High-density SNP association study of the 17q21 chromosomal region linked to autism identifies CACNA1G as a novel candidate gene

Source: 
Molecular Psychiatry, Strom, Stone, Bosch, Merriman, Cantor, Geschwind, and Nelson
Date Published: 
May 2009
Year Published: 
2009

(From a UCLA press release) UCLA scientists have discovered a variant of a gene called CACNA1G that may increase a child's risk of developing autism, particularly in boys. "We found that a common form of the gene occurs more frequently in the DNA of families that have two or more sons affected by autism, but no affected daughters," explained Dr.

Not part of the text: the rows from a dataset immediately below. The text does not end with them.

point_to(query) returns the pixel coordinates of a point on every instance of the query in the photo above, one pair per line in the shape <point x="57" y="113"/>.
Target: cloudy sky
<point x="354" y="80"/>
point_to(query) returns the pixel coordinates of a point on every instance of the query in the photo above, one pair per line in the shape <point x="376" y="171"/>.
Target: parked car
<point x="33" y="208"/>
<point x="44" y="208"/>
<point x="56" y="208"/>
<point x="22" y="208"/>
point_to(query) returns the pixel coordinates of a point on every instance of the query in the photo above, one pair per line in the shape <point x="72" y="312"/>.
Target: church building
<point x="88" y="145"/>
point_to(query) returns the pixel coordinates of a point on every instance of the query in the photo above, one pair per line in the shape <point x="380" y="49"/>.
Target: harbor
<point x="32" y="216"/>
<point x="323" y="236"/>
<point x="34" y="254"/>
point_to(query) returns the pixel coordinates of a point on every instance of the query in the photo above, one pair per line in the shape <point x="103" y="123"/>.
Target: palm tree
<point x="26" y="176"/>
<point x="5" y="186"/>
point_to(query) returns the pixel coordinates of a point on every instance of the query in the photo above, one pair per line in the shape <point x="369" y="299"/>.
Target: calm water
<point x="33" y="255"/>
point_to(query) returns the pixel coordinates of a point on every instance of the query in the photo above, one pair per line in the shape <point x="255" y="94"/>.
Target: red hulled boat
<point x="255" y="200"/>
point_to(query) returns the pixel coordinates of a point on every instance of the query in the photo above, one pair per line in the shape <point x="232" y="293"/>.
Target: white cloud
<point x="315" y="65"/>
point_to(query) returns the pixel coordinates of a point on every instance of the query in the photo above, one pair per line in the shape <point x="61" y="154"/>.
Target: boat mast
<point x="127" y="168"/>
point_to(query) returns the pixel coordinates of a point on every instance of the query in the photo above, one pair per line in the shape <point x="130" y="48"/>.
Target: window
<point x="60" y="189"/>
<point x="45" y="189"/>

Stanley Nelson, professor of human genetics at the David Geffen School of Medicine at UCLA. The researchers traced the genetic markers to CACNA1G, which helps move calcium between the cells. They discovered that the gene has a common variant that appears in the DNA of nearly 40 percent of the population. "This alternate form of CACNA1G consistently increased the correlation to autism spectrum disorder, suggesting that inheriting the gene may heighten a child's risk of developing autism," observed Nelson. How the gene contributes to higher autism risk remains unclear, but Nelson emphasized that it cannot be considered a risk factor on its own. "This variant is a single piece of the puzzle," he said. "We need a larger sample size to identify all of the genes involved in autism and to solve the whole puzzle of this disease." The UCLA team's next step will be to sequence the gene in people who possess the altered variant in order to identify the exact change that increases autism risk. These subtle variations offer potential markers for the real mutation causing greater susceptibility to the disease.

Structural Variation of Chromosomes in Autism Spectrum Disorder

Source: 
American Journal of Human Genetics, Marshall, Noor, et al
Date Published: 
2008
Year Published: 
2008

Structural variation (copy number variation [CNV] including deletion and duplication, translocation, inversion) of chromosomes has been identified in some individuals with autism spectrum disorder (ASD), but the full etiologic role is unknown. We performed genome-wide assessment for structural abnormalities in 427 unrelated ASD cases via single-nucleotide polymorphism microarrays and karyotyping. With microarrays, we discovered 277 unbalanced CNVs in 44% of ASD families not present in 500 controls (and re-examined in another 1152 controls). Karyotyping detected additional balanced changes. Although most variants were inherited, we found a total of 27 cases with de novo alterations, and in three (11%) of these individuals, two or more new variants were observed. De novo CNVs were found in approximately 7% and approximately 2% of idiopathic families having one child, or two or more ASD siblings, respectively. We also detected 13 loci with recurrent/overlapping CNV in unrelated cases, and at these sites, deletions and duplications affecting the same gene(s) in different individuals and sometimes in asymptomatic carriers were also found. Notwithstanding complexities, our results further implicate the SHANK3-NLGN4-NRXN1 postsynaptic density genes and also identify novel loci at DPP6-DPP10-PCDH9 (synapse complex), ANKRD11, DPYD, PTCHD1, 15q24, among others, for a role in ASD susceptibility. Our most compelling result discovered CNV at 16p11.2 (p = 0.002) (with characteristics of a genomic disorder) at approximately 1% frequency. Some of the ASD regions were also common to mental retardation loci. Structural variants were found in sufficiently high frequency influencing ASD to suggest that cytogenetic and microarray analyses be considered in routine clinical workup.